Tuesday, 26 Nov 2024

China rejects US criticism of its treatment of Muslim minorities

The US report said treatment of China’s Muslims is ‘one of the most serious human rights violations in the world today’.

    China’s foreign ministry said on Thursday a US State Department report critical of its human rights record was filled with “ideological prejudice and groundless accusations”.

    The US report slammed human rights violations in China, saying the sort of abuses it had inflicted on its Muslim minorities had not been seen “since the 1930s”.

    US Secretary of State Mike Pompeo highlighted abuses in Iran, South Sudan, Nicaragua and China in the department’s annual Country Reports on Human Rights Practices, but told reporters that China was “in a league of its own when it comes to human rights violations”.

    “Today, more than one million Uighurs, ethnic Kazakhs, and other Muslims are interned in re-education camps designed to erase their religious and ethnic identities,” he said.

    Michael Kozak, head of the State Department’s human rights and democracy bureau described abuses of China’s Muslim minority in the Xinjiang region.

    “Rounding up, in some estimations … in the millions of people, putting them into camps, and torturing them, abusing them, and trying to basically erase their culture and their religion and so on from their DNA. It’s just remarkably awful.”

    “It is one of the most serious human rights violations in the world today,” he said.

    “For me, you haven’t seen things like this since the 1930s,” he said, apparently referring to the policies of persecution in Hitler’s Germany and Stalin’s Soviet Union.

    International scrutiny

    China had initially denied the existence of the camps, Kozak said, adding that its current justification that they were for voluntary labour training “does not match the facts.”

    “But at least we’re starting to make them realize there is a lot of international scrutiny on this,” he said.

    Xinjiang Governor Shohrat Zakir said on Tuesday that China was running boarding schools, not concentration camps, in the country’s far western region as the US ambassador for religious freedom called the situation there “completely unacceptable” and said sanctions against Chinese officials under the Global Magnitsky Act remained a “possibility”.

    The administration of President Donald Trump has weighed sanctions against senior Chinese officials in Xinjiang, including Chen Quanguo, the Communist Party boss there who, as a member of the powerful politburo, is in the upper echelons of China’s leadership.

    Beijing has warned of retaliation if Washington were to target Chen and the administration has yet to act despite complaints from US lawmakers.

    The State Department report said Chen had replicated in Xinjiang policies similar to those credited with reducing opposition to Communist Party rule in Tibet, where he was previously stationed.
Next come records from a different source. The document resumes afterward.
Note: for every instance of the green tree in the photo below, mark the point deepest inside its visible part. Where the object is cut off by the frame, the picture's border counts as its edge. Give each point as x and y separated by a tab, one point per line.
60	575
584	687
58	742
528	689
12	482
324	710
    The report said that in the past year, China had significantly intensified its campaign of mass detention of members of Muslim minority groups in Xinjiang.

    It said authorities there were reported to have arbitrarily detained between 800,000 and possibly more than two million Uighurs, ethnic Kazakhs and other Muslims in camps, with the aim of erasing religious and ethnic identities.
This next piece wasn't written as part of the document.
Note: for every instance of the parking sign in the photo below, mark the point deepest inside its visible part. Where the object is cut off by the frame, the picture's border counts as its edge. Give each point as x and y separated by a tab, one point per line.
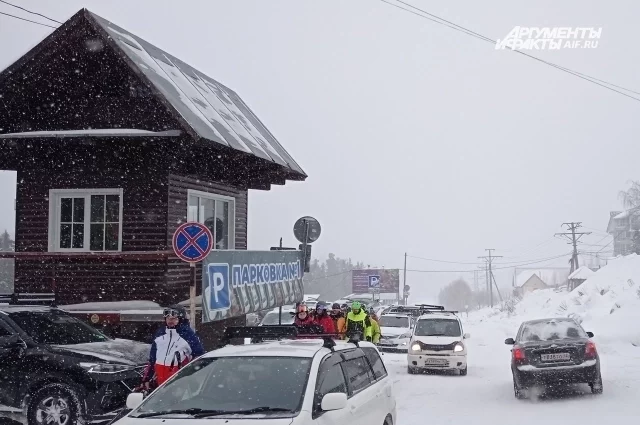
374	282
219	290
    The report says children of the detained have been placed in “orphanages or boarding schools, or “child welfare guidance centres”, where they were forced to shout patriotic slogans, learn Mandarin Chinese, and answer questions about their parents’ religious beliefs and practices.” It said it did not know how many children were affected.

    Other countries rebuked

    Iran also came in for harsh criticism while rival Saudi Arabia, cited for many identical domestic rights abuses as well as the murder of US-based journalist Jamal Khashoggi, was given easier treatment.

    Pompeo said the Iranian government had killed more than 20 people and arrested thousands without due process for protesting for their rights “continuing a pattern of cruelty the regime has inflicted on the Iranian people for the last four decades”.

    Tehran was also cited for contributing to rights abuses in Syria through its support for President Bashar al-Assad, and in Yemen for backing the Houthi rebels battling for control of the country.

    In the Western Hemisphere, Venezuela and Nicaragua came in for strong criticism for extrajudicial murders, disappearances, torture by security forces and denial of basic freedoms.

    Pompeo assailed Nicaragua for the government’s use of snipers and live ammunition to repress protests that the report says left “at least 325 persons dead and more than 2,000 injured” last year.